To be clear, those with their own homeservers, such as government organizations, are unaffected, but anyone using Matrix.org as their homeserver will have been hearing the sound of silence from the platform while the team works to bring the service back online.
Problems began at 1117 UTC on September 2, when the secondary Matrix.org database lost its file system due to a RAID failure. The primary fell over at 1726 UTC, and a few minutes later, the organization admitted that things were indeed not very healthy.
The Matrix.org homeserver is backed by a large PostgreSQL database, which caused the organization grief in July when a long-gestating corruption of part of a table index caused issues with “rooms” in the system. The result was that attempts to join rooms would fail, messages wouldn’t send, and occasional cryptic error messages would appear.

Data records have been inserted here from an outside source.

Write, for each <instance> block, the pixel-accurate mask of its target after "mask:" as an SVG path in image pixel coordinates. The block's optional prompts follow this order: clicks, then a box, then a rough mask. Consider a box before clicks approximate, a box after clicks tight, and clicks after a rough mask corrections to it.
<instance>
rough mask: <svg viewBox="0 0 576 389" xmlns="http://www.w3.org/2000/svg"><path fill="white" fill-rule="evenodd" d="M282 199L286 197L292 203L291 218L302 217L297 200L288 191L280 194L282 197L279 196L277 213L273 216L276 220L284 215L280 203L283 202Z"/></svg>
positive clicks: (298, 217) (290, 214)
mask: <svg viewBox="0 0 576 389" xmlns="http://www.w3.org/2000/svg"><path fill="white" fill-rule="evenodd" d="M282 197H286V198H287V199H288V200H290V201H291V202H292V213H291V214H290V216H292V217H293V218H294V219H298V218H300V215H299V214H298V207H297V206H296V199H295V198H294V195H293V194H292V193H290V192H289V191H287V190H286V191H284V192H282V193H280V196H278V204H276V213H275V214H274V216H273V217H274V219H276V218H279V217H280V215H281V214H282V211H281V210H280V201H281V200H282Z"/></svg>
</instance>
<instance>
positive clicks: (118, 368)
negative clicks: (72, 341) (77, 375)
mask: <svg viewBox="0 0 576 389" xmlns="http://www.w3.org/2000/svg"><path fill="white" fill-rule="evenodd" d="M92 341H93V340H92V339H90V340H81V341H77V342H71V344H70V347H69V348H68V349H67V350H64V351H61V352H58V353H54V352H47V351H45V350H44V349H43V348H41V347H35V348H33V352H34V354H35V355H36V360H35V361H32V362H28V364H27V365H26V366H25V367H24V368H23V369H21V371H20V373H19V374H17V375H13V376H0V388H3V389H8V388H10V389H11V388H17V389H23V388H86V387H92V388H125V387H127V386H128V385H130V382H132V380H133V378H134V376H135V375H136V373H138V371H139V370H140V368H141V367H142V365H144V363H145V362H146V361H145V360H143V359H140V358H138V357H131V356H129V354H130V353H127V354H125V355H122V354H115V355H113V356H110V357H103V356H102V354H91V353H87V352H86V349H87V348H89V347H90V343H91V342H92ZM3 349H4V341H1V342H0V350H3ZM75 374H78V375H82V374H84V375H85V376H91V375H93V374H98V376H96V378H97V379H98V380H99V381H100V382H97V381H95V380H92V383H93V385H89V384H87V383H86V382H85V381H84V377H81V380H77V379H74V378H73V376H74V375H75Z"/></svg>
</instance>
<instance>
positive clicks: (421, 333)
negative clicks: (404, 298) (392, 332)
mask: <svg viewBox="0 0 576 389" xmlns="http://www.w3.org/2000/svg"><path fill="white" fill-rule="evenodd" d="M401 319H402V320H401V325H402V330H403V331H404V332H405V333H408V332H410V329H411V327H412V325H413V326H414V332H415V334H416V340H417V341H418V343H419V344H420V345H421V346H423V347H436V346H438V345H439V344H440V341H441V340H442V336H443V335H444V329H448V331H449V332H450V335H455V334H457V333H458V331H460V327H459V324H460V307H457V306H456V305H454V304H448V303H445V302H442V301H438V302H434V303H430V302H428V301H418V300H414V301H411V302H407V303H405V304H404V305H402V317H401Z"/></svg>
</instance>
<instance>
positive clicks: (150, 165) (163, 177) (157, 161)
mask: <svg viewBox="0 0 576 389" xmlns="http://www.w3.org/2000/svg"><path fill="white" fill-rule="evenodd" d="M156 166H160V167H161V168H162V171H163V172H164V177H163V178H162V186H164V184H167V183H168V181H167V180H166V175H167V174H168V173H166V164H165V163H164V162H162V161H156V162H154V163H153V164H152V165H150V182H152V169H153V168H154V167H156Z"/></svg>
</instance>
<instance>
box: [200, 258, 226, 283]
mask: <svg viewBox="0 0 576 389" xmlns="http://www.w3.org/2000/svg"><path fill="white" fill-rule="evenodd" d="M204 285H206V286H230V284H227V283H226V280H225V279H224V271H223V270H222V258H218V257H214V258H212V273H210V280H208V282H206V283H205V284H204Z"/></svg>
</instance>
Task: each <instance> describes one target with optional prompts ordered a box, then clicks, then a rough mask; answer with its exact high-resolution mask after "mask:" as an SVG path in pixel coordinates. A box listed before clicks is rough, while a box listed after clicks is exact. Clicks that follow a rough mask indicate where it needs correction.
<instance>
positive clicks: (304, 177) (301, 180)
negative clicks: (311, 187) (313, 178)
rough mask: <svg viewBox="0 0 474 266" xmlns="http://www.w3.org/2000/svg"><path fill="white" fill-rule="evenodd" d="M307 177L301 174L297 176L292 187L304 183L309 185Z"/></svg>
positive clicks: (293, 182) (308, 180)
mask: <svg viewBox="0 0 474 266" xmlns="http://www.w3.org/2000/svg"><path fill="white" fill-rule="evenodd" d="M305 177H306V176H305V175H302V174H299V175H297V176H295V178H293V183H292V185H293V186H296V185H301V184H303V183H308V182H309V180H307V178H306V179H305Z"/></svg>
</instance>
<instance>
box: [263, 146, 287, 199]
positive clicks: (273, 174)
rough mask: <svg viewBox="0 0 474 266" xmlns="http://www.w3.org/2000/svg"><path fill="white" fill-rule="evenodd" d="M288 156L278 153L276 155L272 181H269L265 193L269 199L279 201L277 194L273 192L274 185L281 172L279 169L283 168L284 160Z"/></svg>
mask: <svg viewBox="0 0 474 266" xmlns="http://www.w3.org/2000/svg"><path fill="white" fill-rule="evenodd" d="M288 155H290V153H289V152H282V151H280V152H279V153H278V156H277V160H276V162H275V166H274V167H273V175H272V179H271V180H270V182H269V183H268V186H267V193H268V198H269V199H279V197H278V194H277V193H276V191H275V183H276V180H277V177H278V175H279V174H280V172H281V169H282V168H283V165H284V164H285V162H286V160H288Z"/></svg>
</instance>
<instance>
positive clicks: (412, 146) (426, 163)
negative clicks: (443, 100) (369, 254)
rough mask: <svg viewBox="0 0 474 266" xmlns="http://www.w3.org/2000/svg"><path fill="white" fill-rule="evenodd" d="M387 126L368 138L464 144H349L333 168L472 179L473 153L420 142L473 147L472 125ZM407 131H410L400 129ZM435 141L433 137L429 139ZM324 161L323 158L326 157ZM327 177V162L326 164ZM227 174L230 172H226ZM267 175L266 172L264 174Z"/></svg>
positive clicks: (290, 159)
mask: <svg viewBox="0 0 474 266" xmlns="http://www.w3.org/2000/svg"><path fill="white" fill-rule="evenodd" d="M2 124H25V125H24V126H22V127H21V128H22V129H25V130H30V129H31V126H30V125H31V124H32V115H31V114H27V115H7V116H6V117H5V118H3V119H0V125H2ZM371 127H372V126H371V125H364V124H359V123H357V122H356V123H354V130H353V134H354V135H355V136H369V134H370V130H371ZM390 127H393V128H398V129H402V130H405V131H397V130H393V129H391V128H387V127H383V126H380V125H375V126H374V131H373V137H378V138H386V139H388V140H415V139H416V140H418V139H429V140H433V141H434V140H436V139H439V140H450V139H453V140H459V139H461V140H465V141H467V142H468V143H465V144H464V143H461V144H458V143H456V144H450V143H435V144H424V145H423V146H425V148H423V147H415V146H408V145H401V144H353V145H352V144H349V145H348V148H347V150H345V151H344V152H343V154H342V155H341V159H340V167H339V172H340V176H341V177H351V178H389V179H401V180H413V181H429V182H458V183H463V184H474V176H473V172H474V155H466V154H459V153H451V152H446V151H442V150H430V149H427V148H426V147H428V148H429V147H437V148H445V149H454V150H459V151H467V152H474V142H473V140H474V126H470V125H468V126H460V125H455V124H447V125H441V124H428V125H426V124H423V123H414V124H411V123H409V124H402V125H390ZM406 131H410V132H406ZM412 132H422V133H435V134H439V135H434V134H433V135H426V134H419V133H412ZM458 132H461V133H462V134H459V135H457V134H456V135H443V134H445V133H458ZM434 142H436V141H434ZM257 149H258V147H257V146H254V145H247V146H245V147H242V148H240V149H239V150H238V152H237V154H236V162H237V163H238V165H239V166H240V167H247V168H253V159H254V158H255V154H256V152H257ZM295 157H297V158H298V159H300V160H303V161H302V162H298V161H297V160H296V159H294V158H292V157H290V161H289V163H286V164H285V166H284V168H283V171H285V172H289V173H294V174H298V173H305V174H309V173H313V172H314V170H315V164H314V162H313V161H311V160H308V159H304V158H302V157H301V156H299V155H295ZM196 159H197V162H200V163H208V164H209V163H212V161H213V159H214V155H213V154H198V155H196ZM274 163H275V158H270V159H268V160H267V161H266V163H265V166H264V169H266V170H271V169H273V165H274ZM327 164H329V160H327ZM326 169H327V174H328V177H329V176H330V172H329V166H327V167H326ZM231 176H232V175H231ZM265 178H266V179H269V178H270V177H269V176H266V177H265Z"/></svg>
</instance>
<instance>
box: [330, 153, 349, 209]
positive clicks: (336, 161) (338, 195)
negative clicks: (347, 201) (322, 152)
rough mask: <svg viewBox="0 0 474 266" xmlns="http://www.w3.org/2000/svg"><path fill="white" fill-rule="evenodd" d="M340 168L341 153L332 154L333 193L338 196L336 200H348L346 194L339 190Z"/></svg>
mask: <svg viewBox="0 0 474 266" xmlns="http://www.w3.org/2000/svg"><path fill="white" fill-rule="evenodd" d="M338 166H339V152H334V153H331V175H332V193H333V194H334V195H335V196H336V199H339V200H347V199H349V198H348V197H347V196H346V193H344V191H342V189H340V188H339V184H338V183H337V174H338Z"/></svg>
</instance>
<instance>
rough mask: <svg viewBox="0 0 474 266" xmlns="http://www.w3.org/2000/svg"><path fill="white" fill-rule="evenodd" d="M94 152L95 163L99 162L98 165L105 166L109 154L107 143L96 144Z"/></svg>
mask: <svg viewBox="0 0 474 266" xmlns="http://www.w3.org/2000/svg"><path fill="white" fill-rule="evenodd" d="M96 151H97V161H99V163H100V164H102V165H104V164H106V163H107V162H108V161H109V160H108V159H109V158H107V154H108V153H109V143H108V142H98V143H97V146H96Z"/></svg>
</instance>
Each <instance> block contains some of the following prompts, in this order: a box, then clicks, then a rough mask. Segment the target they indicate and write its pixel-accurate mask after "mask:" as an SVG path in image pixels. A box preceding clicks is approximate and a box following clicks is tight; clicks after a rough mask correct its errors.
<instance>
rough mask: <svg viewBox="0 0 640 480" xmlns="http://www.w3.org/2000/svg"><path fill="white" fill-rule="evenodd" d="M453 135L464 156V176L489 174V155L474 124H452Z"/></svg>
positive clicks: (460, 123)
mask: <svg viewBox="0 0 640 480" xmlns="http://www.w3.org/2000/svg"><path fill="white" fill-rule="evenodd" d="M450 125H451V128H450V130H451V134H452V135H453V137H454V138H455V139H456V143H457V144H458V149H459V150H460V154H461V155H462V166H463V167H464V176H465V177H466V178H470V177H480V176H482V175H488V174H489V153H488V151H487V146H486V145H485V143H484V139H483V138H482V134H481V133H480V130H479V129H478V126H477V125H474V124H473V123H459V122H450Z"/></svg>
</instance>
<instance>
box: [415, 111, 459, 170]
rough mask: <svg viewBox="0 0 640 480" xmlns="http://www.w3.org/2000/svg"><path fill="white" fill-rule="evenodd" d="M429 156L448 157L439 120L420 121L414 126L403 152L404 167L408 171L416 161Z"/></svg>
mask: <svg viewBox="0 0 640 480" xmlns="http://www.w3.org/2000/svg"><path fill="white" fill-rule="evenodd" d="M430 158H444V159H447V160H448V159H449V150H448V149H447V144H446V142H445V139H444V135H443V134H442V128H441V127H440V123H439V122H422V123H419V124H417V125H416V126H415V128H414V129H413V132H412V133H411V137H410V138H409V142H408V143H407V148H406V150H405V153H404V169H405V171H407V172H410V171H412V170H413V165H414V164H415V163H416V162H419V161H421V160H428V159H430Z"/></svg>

The team was understandably a little cautious when restoring the database and eventually reported: “We haven’t been able to restore the DB primary filesystem to a state we’re confident in running as a primary (especially given our experiences with slow-burning postgres db corruption).”
The solution is a full 55 TB database snapshot restore followed by a replay of 17 hours’ worth of traffic. At the time of writing, the team had managed to restore the snapshot and subsequent incremental backups and was about to embark on the traffic replay.
Neil Johnson, chief engineering officer at Element, a messaging platform by the creators of Matrix, told The Register the trouble started with a routine storage upgrade exercise that went badly wrong. “A whole series of things happened at exactly the wrong time in unison, which then led to the situation that we see,” he said.
It’s not a great look for the organization, as users who rely on the Matrix.org homeserver can’t access it. Messages sent to Matrix.org users will be queued until the service is back up and running. “There’s not going to be any data loss. Eventually your message will get through,” Johnson said.
There is no charge for using Matrix.org and there is also no service level agreement.
The incident demonstrates the benefits of a decentralized system. Users with their own homeservers aren’t affected, nor are organizations such as Element, which have customer deployments that utilize the underlying technology.
One homeserver going down does not affect the rest, even one as visible as Matrix.org.
Matrix has become increasingly important in recent years as public and private sector organizations seek to reduce their dependency on centralized messaging services that might not meet sovereignty or privacy requirements. The Matrix.org outage, while embarrassing, serves to highlight that a decentralized approach can protect users from whoopsies on the part of those who run the service. ®